On Wednesday the federal 5th Circuit Court of Appeals upheld a Texas judge’s ruling that the Affordable Care Act’s individual mandate is unconstitutional, sending the landmark health care law back to Texas Judge Reed O’Connor and asking him to determine which parts of the law should be struck down.
Wyoming Republican Sen. John Barrasso applauded the decision.
“The 5th Circuit finally ruled what we all knew: The individual mandate is unconstitutional,” he said in a statement.
What the ruling means for patients and those on health insurance plans covered by the legislation is unclear. O’Connor originally struck down the entire law in his decision a year ago, but the panel of judges asked him to “conduct a more searching inquiry.”
The law remains in place while O’Connor reconsiders which parts can stand. Republican leadership in the U.S. House of Representatives issued a statement that echoed the gist of Barrasso’s words.

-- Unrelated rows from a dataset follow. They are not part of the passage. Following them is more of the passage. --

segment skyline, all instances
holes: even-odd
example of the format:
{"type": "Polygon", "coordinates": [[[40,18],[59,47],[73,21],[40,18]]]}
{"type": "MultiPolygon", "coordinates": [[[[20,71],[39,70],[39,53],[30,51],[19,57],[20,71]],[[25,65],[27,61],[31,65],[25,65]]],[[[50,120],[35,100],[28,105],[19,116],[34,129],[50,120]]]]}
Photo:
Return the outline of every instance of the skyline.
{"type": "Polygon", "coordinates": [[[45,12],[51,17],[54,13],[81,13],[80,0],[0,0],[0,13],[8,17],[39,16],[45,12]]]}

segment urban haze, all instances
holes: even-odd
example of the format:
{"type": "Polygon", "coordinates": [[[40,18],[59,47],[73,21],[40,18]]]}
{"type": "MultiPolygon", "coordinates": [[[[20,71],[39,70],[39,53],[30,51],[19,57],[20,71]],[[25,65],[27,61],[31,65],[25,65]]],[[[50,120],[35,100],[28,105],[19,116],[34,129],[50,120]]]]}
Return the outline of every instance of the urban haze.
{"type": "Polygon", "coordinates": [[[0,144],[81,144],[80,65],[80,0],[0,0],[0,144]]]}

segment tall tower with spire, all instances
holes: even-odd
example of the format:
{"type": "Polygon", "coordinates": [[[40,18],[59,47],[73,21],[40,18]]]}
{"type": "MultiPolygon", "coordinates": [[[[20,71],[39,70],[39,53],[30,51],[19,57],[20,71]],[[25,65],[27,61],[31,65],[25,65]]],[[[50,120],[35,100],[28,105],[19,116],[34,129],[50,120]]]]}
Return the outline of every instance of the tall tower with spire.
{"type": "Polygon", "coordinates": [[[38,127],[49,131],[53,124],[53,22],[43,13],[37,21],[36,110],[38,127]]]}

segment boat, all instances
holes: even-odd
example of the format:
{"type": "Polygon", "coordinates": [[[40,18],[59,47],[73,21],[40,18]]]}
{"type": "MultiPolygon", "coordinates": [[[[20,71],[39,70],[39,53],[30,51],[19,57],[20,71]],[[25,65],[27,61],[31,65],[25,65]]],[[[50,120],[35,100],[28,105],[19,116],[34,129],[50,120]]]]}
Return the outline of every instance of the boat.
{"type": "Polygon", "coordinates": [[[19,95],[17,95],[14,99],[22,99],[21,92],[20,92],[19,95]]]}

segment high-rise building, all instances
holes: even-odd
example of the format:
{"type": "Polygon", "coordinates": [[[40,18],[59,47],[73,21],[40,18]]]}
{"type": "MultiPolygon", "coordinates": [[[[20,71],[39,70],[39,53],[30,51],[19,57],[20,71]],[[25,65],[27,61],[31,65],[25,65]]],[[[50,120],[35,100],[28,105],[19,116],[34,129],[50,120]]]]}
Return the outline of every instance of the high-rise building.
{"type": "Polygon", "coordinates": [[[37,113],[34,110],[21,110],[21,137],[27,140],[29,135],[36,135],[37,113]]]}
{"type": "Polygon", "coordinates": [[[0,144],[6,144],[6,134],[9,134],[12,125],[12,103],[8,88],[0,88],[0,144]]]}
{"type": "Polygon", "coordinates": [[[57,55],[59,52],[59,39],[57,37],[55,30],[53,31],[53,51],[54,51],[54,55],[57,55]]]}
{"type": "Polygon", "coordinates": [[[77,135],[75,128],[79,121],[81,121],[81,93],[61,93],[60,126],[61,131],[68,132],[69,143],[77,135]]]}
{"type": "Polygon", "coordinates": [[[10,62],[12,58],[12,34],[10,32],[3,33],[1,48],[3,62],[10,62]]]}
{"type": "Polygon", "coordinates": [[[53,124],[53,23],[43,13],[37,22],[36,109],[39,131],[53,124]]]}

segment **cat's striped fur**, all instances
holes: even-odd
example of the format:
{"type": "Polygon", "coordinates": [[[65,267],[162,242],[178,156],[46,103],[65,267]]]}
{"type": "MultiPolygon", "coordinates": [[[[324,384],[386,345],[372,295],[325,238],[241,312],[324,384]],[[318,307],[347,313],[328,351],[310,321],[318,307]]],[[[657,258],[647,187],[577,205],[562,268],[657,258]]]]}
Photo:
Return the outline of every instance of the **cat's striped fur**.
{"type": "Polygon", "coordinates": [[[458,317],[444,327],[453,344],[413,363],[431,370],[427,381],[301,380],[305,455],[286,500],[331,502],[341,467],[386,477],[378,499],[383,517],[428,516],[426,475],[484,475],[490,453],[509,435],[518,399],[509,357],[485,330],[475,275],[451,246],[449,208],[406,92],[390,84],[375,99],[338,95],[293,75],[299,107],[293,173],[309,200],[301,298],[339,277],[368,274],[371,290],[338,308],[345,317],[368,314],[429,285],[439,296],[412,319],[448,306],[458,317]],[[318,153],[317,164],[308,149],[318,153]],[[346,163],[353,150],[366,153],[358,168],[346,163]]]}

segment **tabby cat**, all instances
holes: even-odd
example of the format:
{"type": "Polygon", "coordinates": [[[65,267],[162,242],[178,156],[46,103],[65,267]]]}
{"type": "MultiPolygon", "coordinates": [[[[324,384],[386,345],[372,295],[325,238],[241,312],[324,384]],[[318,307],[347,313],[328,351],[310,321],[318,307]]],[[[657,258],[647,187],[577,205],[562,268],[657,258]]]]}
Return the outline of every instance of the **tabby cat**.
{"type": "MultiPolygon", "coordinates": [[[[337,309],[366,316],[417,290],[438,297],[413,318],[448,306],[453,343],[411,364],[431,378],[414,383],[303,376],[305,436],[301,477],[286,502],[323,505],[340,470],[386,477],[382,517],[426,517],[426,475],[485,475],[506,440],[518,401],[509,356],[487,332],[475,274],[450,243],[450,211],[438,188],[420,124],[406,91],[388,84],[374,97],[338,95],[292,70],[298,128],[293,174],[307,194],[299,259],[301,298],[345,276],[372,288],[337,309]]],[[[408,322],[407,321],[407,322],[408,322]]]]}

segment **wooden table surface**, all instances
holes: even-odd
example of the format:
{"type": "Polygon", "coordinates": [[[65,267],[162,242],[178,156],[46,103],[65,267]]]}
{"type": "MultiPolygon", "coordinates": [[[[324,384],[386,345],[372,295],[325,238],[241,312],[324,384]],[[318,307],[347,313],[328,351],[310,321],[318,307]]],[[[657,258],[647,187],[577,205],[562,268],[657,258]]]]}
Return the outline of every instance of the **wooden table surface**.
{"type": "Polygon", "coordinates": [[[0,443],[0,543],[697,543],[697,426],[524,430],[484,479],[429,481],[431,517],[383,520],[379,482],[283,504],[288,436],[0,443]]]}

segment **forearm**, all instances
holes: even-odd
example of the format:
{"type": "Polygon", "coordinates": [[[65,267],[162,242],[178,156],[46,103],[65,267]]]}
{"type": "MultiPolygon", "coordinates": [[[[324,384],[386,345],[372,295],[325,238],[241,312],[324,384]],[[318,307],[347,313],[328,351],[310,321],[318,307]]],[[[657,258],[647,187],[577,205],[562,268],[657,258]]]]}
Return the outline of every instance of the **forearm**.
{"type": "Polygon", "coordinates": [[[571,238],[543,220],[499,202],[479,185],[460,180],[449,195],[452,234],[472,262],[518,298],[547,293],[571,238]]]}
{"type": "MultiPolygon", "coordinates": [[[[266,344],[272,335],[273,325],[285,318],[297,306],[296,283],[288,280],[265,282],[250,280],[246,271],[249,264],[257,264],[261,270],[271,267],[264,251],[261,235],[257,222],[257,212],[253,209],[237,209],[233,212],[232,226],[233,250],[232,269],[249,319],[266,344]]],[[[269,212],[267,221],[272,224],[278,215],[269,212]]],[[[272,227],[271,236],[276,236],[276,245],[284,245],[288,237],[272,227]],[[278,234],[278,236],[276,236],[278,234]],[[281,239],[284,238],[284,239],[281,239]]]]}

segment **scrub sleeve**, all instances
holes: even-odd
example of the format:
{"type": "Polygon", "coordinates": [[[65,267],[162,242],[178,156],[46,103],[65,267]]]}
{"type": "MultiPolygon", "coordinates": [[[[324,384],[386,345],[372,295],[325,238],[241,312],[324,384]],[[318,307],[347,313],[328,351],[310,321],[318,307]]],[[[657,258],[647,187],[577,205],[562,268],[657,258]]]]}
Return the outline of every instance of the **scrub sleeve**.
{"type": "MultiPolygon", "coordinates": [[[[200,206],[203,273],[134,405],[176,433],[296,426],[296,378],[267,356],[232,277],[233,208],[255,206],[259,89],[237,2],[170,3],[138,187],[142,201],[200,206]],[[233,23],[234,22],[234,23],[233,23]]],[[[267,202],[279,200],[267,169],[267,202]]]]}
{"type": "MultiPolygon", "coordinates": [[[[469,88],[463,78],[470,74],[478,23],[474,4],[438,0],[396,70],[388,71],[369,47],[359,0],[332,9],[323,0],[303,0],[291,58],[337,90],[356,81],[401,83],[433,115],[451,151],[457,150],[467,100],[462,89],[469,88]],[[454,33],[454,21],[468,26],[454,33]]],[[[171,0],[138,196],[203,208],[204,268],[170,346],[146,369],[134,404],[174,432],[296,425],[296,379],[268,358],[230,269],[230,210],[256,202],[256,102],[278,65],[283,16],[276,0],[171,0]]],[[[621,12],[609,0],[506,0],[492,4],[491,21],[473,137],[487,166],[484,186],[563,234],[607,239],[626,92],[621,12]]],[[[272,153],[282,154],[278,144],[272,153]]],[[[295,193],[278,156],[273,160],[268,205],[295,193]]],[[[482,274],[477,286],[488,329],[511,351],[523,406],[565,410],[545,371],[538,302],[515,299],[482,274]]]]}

“It becomes even more clear that Democrats wrote a law that violates the Constitution,” the statement says.
The individual mandate has stood the test of legal scrutiny before. In 2012 the Affordable Care Act came before the U.S. Supreme Court, which upheld the law and the mandate specifically. The court said the monetary penalty imposed on people who don’t sign up for health insurance was within Congress’ ability to tax the American people.
O’Connor ruled the mandate to be unconstitutional — and the rest of the law with it — because congressional Republicans zeroed out the penalty in the 2017 tax overhaul. Since the individual mandate was no longer a tax, he said, it was unconstitutional, and he ruled that the rest of the law couldn’t stand because the mandate is an inextricable piece of it.
The 5th Circuit asked O’Connor to consider several outcomes, including a Justice Department proposal that the ruling apply only in states that challenged the law in court.
Wyoming, which did not expand Medicaid under the 2010 legislation, is not a party to the suit.
The court also told O’Connor to weigh legislators’ intent when they nixed the individual mandate’s penalty, essentially asking him to interpret whether they meant for the rest of the law to fall as well. Republican lawmakers championed the tax bill, and at least some of them have alluded the law could stand without the mandate.
“I am not aware of a single senator who said they were voting to repeal Obamacare when they voted to eliminate the individual mandate penalty” as part of the 2017 tax overhaul, Sen. Lamar Alexander said in a statement. The Republican from Tennessee is the chairman of the Senate Committee on Health, Education, Labor, and Pensions.
In his statement on the ruling, Barrasso plugged the Republican approach to health care reform without taking a stand on whether the entire Affordable Care Act should stand.
“Most Democrats are pushing a one-size-fits-all government-run health care system fueled by higher taxes,” he said. “Republicans are focused on protecting people with pre-existing conditions and lowering the cost of care. We continue working to reduce the cost of prescriptions and expand affordable health care choices.”